The production process is complex and the production efficiency is low. And the bonded sand core has poor appearance quality and low strength, so that the rejection rate of the product is easily increased, and the production cost is increased.

Disclosure of Invention

In order to overcome the defects, the technical problem solved by the utility model is to provide the hot core box die for casting the annular groove sand core of the compressor shell of the turbocharger, and the hot core box die for casting the annular groove sand core of the compressor shell of the turbocharger is used for integrally forming the manufactured sand core, so that the production efficiency is improved, and the production cost is reduced.

In order to solve the technical problems, the hot core box die for casting the annular groove sand core of the compressor shell of the turbocharger comprises a static die and a movable die, wherein the static die is provided with a static die cavity, the movable die is provided with a movable die cavity, and the static die cavity and the movable die cavity form a molding cavity of a sand core together; a static mold middle core is arranged in the static mold cavity, a movable mold middle core is arranged in the movable mold cavity, a movable mold insert is further arranged on the movable mold middle core, and the static mold middle core is abutted with the movable mold insert when the mold is closed; four movable die openings which are communicated with the movable die cavity are arranged on the movable die; the device also comprises a core pulling mechanism and four movable blocks; the core-pulling mechanism comprises four groups of core-pulling components, and the core-pulling components comprise core-pulling power components; the action end of the core-pulling power piece is connected with the movable blocks, and the four movable blocks are used for plugging the four movable die openings under the action of four groups of core-pulling components respectively.

Further, the movable block comprises a plugging part and a connecting part which are connected together, the connecting part is connected with the core pulling assembly, the plugging part is used for plugging the movable die opening, the free end face of the plugging part is an arc face, and the arc face and the inner wall face of the movable die jointly enclose the movable die cavity; the arc-shaped surface is also provided with a bulge protruding to the movable die cavity, and when the blocking part blocks the movable die opening, the bulge stretches into the movable die cavity.

Further, the four movable die openings are respectively defined as a first movable die opening, a second movable die opening, a third movable die opening and a fourth movable die opening, and an included angle alpha between the second movable die opening and the first movable die opening is 70 degrees based on the first movable die opening; the included angle beta between the third movable die opening and the second movable die opening is 100 degrees; an included angle gamma between the fourth movable die opening and the third movable die opening is 75 degrees; and an included angle delta between the first movable die opening and the fourth movable die opening is 115 degrees.
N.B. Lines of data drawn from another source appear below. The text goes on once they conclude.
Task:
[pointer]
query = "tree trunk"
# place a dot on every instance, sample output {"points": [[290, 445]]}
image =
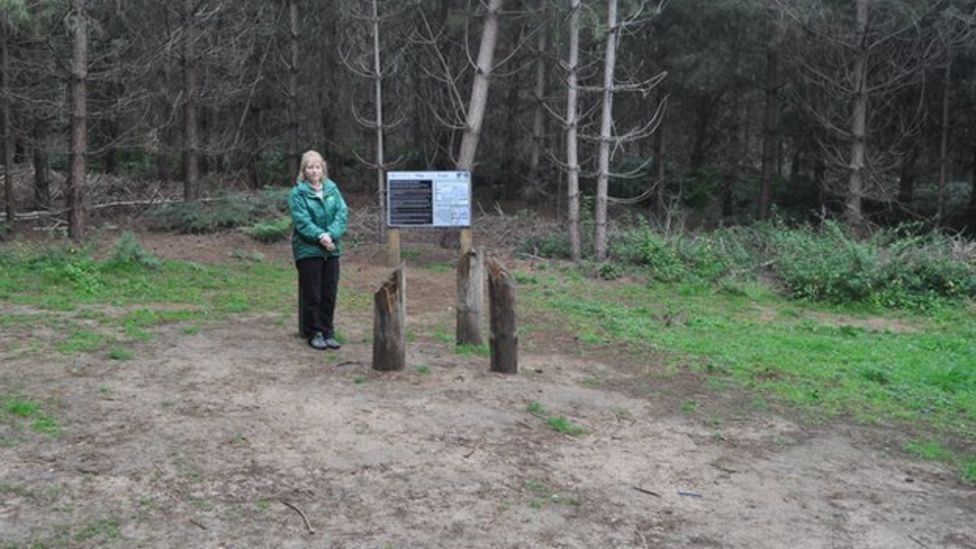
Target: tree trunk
{"points": [[504, 329], [572, 119], [76, 184], [42, 187], [704, 111], [378, 99], [191, 146], [944, 141], [512, 132], [770, 113], [906, 183], [859, 111], [8, 149], [479, 88], [660, 148], [972, 196], [606, 122], [293, 34], [538, 116]]}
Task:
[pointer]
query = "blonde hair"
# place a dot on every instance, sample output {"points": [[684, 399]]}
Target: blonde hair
{"points": [[307, 157]]}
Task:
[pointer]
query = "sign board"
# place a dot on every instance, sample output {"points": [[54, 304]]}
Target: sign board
{"points": [[428, 199]]}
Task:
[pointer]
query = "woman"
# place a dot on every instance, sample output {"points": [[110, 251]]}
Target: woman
{"points": [[319, 215]]}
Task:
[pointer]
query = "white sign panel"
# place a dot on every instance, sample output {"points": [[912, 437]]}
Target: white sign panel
{"points": [[428, 199]]}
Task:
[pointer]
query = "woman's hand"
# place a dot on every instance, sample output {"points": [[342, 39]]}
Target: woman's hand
{"points": [[326, 241]]}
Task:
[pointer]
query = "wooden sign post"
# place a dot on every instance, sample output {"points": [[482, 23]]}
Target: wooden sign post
{"points": [[392, 247], [504, 331], [390, 322], [470, 296]]}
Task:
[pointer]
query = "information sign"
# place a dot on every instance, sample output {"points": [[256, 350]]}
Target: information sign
{"points": [[428, 199]]}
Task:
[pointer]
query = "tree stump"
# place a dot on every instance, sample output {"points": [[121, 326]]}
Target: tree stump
{"points": [[301, 312], [389, 323], [470, 296], [504, 331]]}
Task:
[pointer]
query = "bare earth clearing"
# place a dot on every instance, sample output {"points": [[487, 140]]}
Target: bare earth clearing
{"points": [[199, 440]]}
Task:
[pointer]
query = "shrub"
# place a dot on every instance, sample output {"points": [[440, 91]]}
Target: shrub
{"points": [[127, 253], [228, 212], [828, 265], [274, 230]]}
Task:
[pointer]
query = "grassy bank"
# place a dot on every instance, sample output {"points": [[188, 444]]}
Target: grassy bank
{"points": [[896, 368]]}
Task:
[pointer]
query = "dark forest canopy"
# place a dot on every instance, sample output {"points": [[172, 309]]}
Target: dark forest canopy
{"points": [[730, 109]]}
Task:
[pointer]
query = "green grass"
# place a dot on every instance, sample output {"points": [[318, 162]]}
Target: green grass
{"points": [[20, 407], [469, 349], [558, 423], [29, 410], [149, 292], [438, 266], [927, 449], [104, 530], [563, 425], [898, 368]]}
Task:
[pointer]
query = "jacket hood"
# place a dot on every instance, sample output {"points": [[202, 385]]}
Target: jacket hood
{"points": [[328, 187]]}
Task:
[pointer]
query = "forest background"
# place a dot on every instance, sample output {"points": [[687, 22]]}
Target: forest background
{"points": [[706, 112], [768, 204]]}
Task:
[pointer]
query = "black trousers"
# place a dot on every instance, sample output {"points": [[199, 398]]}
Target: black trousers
{"points": [[318, 279]]}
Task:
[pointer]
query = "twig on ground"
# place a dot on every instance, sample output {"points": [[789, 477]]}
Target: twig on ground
{"points": [[645, 491], [302, 513], [473, 450]]}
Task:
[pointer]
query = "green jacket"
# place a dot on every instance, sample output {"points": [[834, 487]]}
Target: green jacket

Further, the core-pulling power piece is a core-pulling air cylinder, and the action end of the core-pulling air cylinder is fixedly connected with the connecting part.

Further, the hot core box die for casting the annular groove sand core of the compressor shell of the turbocharger further comprises a material returning ring assembly, the material returning ring assembly comprises a material returning ring, the material returning ring is sleeved on the periphery of the middle core of the movable die, and a top core rod is arranged on the material returning ring.

Further, one end of the top core rod, which is far away from the material returning ring, is provided with a top core rod adjusting assembly, the top core rod adjusting assembly comprises a top core rod connecting plate, and the top core rod is in threaded connection with the top core rod connecting plate.

Further, the top core rod adjusting assembly further comprises a cover plate which is covered on the top core rod connecting plate, and the cover plate is arranged on one surface deviating from the top core rod; the top core rod connecting plate is provided with a threaded hole, and the cover plate covers the threaded hole.

Further, the movable die is mounted on a movable die connecting plate, and the top core rod slides through the movable die connecting plate and is connected with the top core rod connecting plate.

Further, a spring is sleeved on the top core rod, and the spring is located between the top core rod connecting plate and the movable die connecting plate.

Further, a static mold sand injection port is formed in the static mold, and the sand injection port is communicated with the static mold cavity.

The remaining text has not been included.